Il semble presque logique que cet ‘Eschaton‘, troisième album des anglais d’Anaal Nathrakh, nous arrive en cette fin d’année en même temps que les premiers froids hivernaux qui vont petit à petit réduire toute la flore à l’état de matière en décomposition. Vous voyez la pertinence de cette comparaison ? Moi non plus en fin de compte, mais au moins j’aurais essayé. Plus sérieusement, j’étais très impatient de voir ce que la décision de faire de la scène (peu, certes, mais de la scène quand même) qu’a prise ce mystérieux duo anglais l’année dernière allait avoir comme répercussions sur leur prochain album. Et bien ce prochain album est finalement arrivé, allons-nous en donc le décortiquer au plus vite.

Petit topo rapide pour ceux qui n’auraient pas suivi, Anaal Nathrakh était en effet jusqu’à l’année derniere uniquement le projet studio de deux amoureux du black, mais manifestement de beaucoup d’autres styles encore, pas vraiment pensé pour la scène donc. Mais se sont récemment joint à l’aventure entre autres Shane Embury et Danny Herrera, respectivement bassiste et batteur de chez Napalm Death, histoire de permettre au son des deux génies anglais d’être porté sur scène.
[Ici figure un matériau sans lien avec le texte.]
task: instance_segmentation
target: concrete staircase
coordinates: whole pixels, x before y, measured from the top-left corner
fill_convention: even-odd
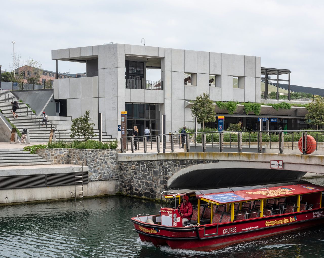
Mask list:
[[[63,121],[62,120],[58,120],[58,122],[53,120],[53,123],[52,123],[50,119],[47,121],[47,128],[46,128],[45,123],[44,126],[42,126],[41,117],[34,114],[25,103],[19,102],[19,100],[11,91],[5,90],[0,91],[1,92],[0,109],[1,112],[13,124],[16,126],[20,132],[23,128],[28,129],[31,142],[47,142],[49,139],[51,129],[52,128],[55,128],[57,141],[73,141],[73,139],[70,136],[71,134],[71,125],[72,124],[70,117],[67,118],[67,121],[64,121],[65,124],[63,127],[61,126]],[[14,117],[11,111],[11,101],[15,101],[18,103],[19,105],[19,109],[16,112],[16,114],[18,115],[17,118]],[[98,140],[99,139],[99,130],[95,130],[95,132],[98,136],[93,139]],[[109,141],[116,139],[112,139],[111,136],[107,135],[106,133],[103,133],[102,135],[103,141]]]
[[[0,149],[0,167],[50,164],[38,154],[30,154],[23,149]]]

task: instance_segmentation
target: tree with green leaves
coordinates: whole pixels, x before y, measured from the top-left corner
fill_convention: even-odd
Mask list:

Toujours dans la logique de cultiver un certain mystère autour de cette musique, les deux créateurs ont cependant bien précisé que ces concerts resteraient exceptionnels et qu’il n’était nullement question de tournée ou quoi que ce soit du genre.

Cela aurait tout de même pu présager de quelconques changements dans le style de composition auquel on nous avait habitué sur les deux précédents opus… Et en fait pas vraiment : ‘Eschaton‘ délivre la même dose de black vraiment malsain mélangé à un grind toujours aussi rugueux et corrosif que ses prédécesseurs. Le mot d’ordre est resté le même depuis le début, brutalité et rapidité tous deux poussés à leurs extrêmes limites. Et il faut dire que la sauce prend toujours aussi bien. Dès la première seconde, on se rend en tout cas compte que le son du groupe, que les deux compères mixent aux-même dans leur propre studio fait maison, s’est encore affiné et éclairci. Quand on sait à quel point ces deux-là sont de vrais perfectionnistes à tous niveaux, on se dit que ça ne peut être que pour le mieux de pouvoir apprécier leurs compositions dans les moindres détails.

Plus concrètement, les titres poussent encore plus loin ce mélange entre black et grind avec des tempos inhumains et des structures complètement chaotiques. Les mélodies elles-aussi prennent une place un peu plus importante qu’auparavant, rendant la comparaison avec Emperor encore plus innévitable que sur les précédents albums. On a donc droit a des refrains aux mélodies épiques au possible comme sur ‘Between Shit And Piss We Are Born‘ ou ‘When The Lion Devours Both Dragon And Child‘, parfois en voix claire oldschool comme il faut, mais toujours soutenu par un mitraillage rythmique en règles. D’autres titres au tempo moins soutenu proposent une ambiance plus industrielle avec tous les samples aux sonorités mécaniques et à la froideur métallique qui vont avec, comme ‘Regression To The Mean‘. D’autres encore, comme ‘The Yellow King‘ offrent une voix complètement inaudible et jouent plus sur une atmosphère vraiment pesante et presque irritante, sans pour autant proposer quoi que ce soit d’assez original ou intéressant techniquement pour pouvoir parler de démonstration instrumentale.

De manière générale, les voix restent un des points fort de cet album : couvrant toutes les tonalités classiques du black, mais proposant aussi du chant clair de qualité, elles participent vraiment à cette impression de bordel si agréable, toujours à la limite de l’overdose. Les couches de grognements, de vomissement, de chuchotement et rires démoniaques se superposent souvent lors des montées en puissance les plus climactiques pour porter l’intensité du tout encore un peu plus haut.

Au bout du compte, ‘Eschaton‘ est largement à la hauteur de ses prédécesseurs. Il est peut-être même plus accessible que ces derniers (si on peut parler d’accessibilité pour ce genre de musique) sans pour autant perdre ce côté ultra-aggressif et cette force destructrice qui caractérisent la musique des deux malades qui sont derrière tout ça. Ça innove juste assez pour apporter un peu de fraîcheur au tout et pas trop non plus histoire de ne pas dérouter les fans. ‘Eschaton‘, c’est donc du très bon Anaal Nathrakh et on ne peut que remercier ce duo de continuer d’explorer cette facette si particulière du black avec un son qu’on reconnaitrait entre mille.